Czech, Romanian, and Slovakian walls for segregation

A Roma wall or Gypsy wall is a wall built by local authorities in the Czech Republic, Romania and Slovakia to segregate the Roma minority from the rest of the population. Such practices have been criticised by both human rights organizations and the European Union, who see it as a case of racial segregation.

==Czech Republic==
A 2-metre high, 65-metre long wall along Matiční street was built in the city of Ústí nad Labem in 1999 following complaints of the locals that the Roma were "noisy and unhygienic".

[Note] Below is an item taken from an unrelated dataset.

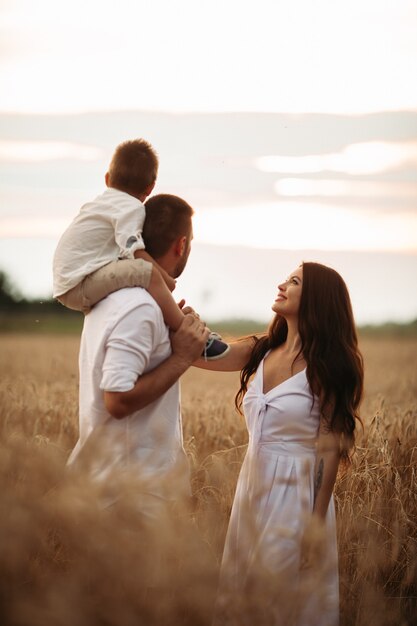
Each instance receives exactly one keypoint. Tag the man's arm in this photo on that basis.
(187, 344)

Foreign journalists travelled to Ústí nad Labem to investigate, and were told by councillors that the wall was not meant to segregate by race, but to keep respectable citizens safe from noise and rubbish coming from the opposite side of the street. The local authorities also argued that it will keep the Roma children from running into the street and that it's part of an "urban renewal programme".

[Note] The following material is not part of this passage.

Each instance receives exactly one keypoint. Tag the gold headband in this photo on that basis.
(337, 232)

The Roma Civic Initiative and Deputy Prime Minister Vladimír Špidla vocally opposed the construction. The wall was also criticised by U.S. Congressman Chris Smith, and a delegation from the Council of Europe described it as a "racist" and drastic solution. The European Union Commissioner Günter Verheugen called it "a violation of human rights". The Czech Republic promised that it would be torn down, and it was demolished on 24 November 1999. The government provided the local authorities money for social welfare programmes, but much of the money was used for buying the houses of the non-Roma residents, thus creating a local Roma-only "ghetto".

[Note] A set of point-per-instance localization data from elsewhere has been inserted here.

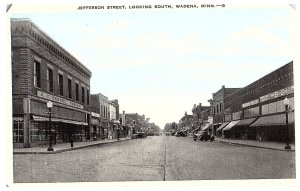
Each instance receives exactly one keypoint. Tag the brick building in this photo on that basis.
(95, 118)
(43, 71)
(257, 111)
(219, 114)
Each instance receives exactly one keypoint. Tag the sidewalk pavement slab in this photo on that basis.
(62, 147)
(257, 144)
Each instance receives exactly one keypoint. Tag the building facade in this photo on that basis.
(43, 71)
(95, 117)
(219, 113)
(258, 111)
(105, 128)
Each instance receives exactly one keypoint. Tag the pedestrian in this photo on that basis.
(71, 140)
(118, 132)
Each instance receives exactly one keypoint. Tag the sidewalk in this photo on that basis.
(258, 144)
(62, 147)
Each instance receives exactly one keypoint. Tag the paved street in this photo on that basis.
(155, 158)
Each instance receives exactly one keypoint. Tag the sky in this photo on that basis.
(161, 62)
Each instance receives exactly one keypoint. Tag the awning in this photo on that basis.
(38, 118)
(230, 125)
(215, 124)
(205, 127)
(198, 128)
(245, 121)
(222, 126)
(274, 120)
(17, 118)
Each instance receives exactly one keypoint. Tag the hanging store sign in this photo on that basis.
(58, 99)
(250, 103)
(95, 114)
(279, 93)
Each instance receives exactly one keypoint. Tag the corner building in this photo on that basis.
(258, 112)
(43, 71)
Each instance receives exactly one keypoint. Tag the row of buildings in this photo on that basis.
(255, 112)
(43, 71)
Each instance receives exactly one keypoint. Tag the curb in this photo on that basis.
(256, 146)
(69, 149)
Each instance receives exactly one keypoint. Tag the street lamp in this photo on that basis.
(286, 102)
(50, 105)
(211, 101)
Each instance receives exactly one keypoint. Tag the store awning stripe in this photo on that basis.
(274, 120)
(205, 127)
(38, 118)
(245, 121)
(17, 118)
(230, 125)
(222, 126)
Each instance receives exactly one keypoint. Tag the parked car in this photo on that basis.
(203, 136)
(139, 135)
(181, 134)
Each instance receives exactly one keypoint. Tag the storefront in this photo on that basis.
(226, 130)
(44, 72)
(32, 128)
(95, 123)
(273, 127)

In April 2000, the Constitutional Court of the Czech Republic ruled that the MPs exceeded their legal powers when they ordered the demolition of the wall, as this was a matter of local self-government.

The fence from Matiční Street was then used to separate Ústí nad Labem Zoo from Drážďanská Street, which it still serves today.

==Romania==
In Baia Mare, Romania, the local administration built a wall between the road Strada Horea and an area of social housing that houses 1000 Roma people into one-room apartments, some without water or electricity. According to the mayor, this wall was designed to "prevent traffic accidents", while pro-democracy organizations say it amounts to "institutionalized racism".

In 2011, the national anti-discrimination council fined mayor Cătălin Cherecheș for the building of the wall and ordered it to be pulled down.

The wall nevertheless proved popular with the majority population and the mayor was overwhelmingly re-elected in 2012.

==Slovakia==
===Ostrovany===
In Ostrovany, a 150-metre long wall was built by the local government separating the Roma from the rest of the population. According to the mayor, the goal was to "stop vandalism and theft". Slovaks accuse the Roma of stealing their fruit, vegetables and metal fence posts. Unlike in other cases, in Ostrovany, the Roma form the majority of the population (1200 of the 1786 residents), making it even more unjust, according to critics, who argue that separating people is not a solution to social problems.

===Košice===
A wall was built in the summer of 2013 in the Košice-Západ district of Košice. Androulla Vassiliou, the European Commissioner for Education, Culture, Multilingualism and Youth complained about the wall arguing that it "violates the EU's stand against racism" by segregating the Roma people and it is at odds with the concept of European Capital of Culture, which the town bears this year.
The mayor of Košice, Richard Raši, called the wall illegally built without the necessary permits and pledged its demolition.

===Other walls===
In 2013, there were 14 Roma walls in Slovakia, of which 8 in the Košice and Prešov regions, have the highest Roma populations. The local authorities decide for building such walls and they usually state a different reason than the Roma people.